You can imagine my joy at that moment! I couldn't be happier! However, closing the deal was only the beginning. There was a ton of things that needed to be done. First of all: Additional playtesting. A word to the wise: No matter how much you have playtested your game (or you think you have playtested it) there is always the need for more. Test it, test it some more, test it again, and then test it twice to be sure, before doing all that again. Test it with experienced players, test it with new players, test it with friends, and test it with strangers. You need to get as much feedback as possible and from as many sources as possible. Be careful, though: While you should take all of the opinions into consideration, you will be the judge of which ones actually need to be implemented.

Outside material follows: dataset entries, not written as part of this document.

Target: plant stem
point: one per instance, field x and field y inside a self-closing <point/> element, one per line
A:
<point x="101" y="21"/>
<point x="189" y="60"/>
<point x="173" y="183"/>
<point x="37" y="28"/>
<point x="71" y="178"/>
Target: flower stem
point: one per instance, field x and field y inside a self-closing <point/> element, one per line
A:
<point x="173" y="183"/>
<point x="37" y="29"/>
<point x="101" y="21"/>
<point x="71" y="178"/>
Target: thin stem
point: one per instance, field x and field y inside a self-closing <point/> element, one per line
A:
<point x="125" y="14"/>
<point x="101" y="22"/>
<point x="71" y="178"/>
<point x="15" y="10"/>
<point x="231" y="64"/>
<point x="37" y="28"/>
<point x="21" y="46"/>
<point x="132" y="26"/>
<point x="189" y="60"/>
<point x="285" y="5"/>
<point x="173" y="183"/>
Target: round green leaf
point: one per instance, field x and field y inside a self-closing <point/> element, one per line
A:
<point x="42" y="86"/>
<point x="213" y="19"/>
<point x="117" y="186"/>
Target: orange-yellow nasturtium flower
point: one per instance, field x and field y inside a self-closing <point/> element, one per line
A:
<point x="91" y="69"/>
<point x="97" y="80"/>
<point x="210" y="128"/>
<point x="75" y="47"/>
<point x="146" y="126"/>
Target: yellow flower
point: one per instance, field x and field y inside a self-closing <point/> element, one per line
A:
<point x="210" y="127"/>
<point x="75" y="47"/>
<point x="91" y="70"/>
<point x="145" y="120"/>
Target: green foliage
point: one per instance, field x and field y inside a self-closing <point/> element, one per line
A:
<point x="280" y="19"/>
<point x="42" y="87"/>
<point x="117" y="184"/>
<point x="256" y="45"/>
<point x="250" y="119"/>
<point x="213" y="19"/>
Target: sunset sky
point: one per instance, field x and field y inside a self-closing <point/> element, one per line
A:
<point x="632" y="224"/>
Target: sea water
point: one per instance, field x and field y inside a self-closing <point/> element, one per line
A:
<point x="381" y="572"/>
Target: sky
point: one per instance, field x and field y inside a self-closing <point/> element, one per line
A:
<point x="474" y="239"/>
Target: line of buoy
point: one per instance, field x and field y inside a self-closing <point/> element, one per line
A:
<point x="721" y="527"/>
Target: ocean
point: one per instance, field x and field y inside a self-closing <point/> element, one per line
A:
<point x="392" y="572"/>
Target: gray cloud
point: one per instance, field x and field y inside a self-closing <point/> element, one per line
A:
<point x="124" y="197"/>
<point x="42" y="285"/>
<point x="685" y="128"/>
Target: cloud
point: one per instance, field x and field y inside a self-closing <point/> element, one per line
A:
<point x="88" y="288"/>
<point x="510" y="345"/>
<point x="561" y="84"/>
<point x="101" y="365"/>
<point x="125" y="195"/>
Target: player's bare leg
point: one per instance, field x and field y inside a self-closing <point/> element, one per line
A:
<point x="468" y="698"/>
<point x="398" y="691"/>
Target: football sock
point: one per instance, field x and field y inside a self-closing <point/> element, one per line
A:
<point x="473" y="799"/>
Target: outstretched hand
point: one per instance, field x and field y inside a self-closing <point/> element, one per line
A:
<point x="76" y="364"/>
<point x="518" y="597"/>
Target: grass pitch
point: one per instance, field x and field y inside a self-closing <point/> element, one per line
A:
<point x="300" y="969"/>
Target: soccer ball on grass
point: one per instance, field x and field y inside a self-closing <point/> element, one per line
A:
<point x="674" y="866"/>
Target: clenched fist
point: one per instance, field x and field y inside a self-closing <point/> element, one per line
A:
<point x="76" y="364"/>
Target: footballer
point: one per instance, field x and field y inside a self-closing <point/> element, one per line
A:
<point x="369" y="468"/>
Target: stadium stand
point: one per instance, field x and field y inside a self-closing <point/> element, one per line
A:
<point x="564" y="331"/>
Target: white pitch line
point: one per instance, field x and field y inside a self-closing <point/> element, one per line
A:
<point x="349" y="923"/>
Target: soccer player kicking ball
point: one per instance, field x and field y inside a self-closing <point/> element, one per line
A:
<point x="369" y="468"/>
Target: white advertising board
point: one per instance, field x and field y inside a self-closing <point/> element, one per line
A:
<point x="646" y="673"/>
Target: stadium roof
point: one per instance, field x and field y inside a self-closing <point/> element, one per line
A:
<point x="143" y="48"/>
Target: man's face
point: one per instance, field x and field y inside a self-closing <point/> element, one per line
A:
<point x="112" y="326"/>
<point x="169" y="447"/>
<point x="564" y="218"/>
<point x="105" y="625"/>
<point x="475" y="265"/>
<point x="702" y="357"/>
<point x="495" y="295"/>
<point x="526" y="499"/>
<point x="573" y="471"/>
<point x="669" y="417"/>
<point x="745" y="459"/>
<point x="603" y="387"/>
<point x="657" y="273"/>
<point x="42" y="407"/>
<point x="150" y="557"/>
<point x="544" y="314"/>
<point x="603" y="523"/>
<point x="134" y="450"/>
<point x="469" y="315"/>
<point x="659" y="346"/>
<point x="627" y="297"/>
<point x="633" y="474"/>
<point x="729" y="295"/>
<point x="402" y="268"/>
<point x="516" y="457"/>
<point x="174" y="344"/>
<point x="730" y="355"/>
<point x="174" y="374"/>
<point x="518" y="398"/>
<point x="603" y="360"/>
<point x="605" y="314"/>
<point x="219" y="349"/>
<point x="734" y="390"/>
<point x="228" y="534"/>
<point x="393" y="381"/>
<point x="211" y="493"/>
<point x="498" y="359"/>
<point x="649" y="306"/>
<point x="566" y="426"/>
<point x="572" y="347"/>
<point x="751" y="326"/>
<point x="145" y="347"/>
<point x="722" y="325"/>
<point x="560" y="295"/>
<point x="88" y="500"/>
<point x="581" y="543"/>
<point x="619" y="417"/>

And you need to fight with yourself sometimes. When I had gone to the publisher, I was under the impression that the game was almost finished. However, after many playtest sessions, it was obvious that various changes needed to be made. Not so much to the core of the game - that remained mostly intact - but mainly to the cards' abilities and the various costs. The only change to the mechanisms at that point had to do with the states of the customers. It was apparent that letting them have three states (normal, anxious and angry) was too much as it was rare for a player to have a customer leave due to not being served - and that meant no real pressure. Thus, only two states remained: normal and anxious. Now the effects of the Unforeseen Events were more serious, and the players had to play carefully in order to avoid losing customers.

A lot of work also needed to be done with the artwork and the graphic design. There were countless emails exchanged between the three of us involved, various versions tried, and many hours spent to get a result that was as good as possible. In the end I am proud of all that work and believe it paid off.

So here you have it! Souvlaki Wars: A fun card game for the whole family that puts the players in the shoes of Greek fast food restaurant owners. In a few days, the game will hit the shelves in the Greek market and right after that it will make its international debut at Spiel 2011. If you like what you read above, be sure to drop by our booth (4-308). I will be there all four days demoing the game and answering any questions you may have.

Looking forward to seeing you there!

Vangelis Bagiartakis


I'd like to thank a few people not mentioned in the article above who helped a lot during the creation of Souvlaki Wars. First and foremost my wife Evangelia who encouraged me a lot before going to the contest and who later put up with all the late hours I was pulling in order to have the game ready. Secondly, Konstantinos Kokkinis and his wife Santra who were the first playtesters. They encouraged me and gave me valuable feedback - if not for them, I may not have moved forward with the game. (Be sure to check Konstantinos's game Drum Roll, which will also appear at Spiel 2011.) A big thank you also goes to Manos Velivassakis, who had the idea for the design contest. Without it I don't know whether the game would be where it is now. Last but not least, a big thank you to all the members of the Greek Guild for all of their support during the last months! Thank you, guys! It meant a lot to me.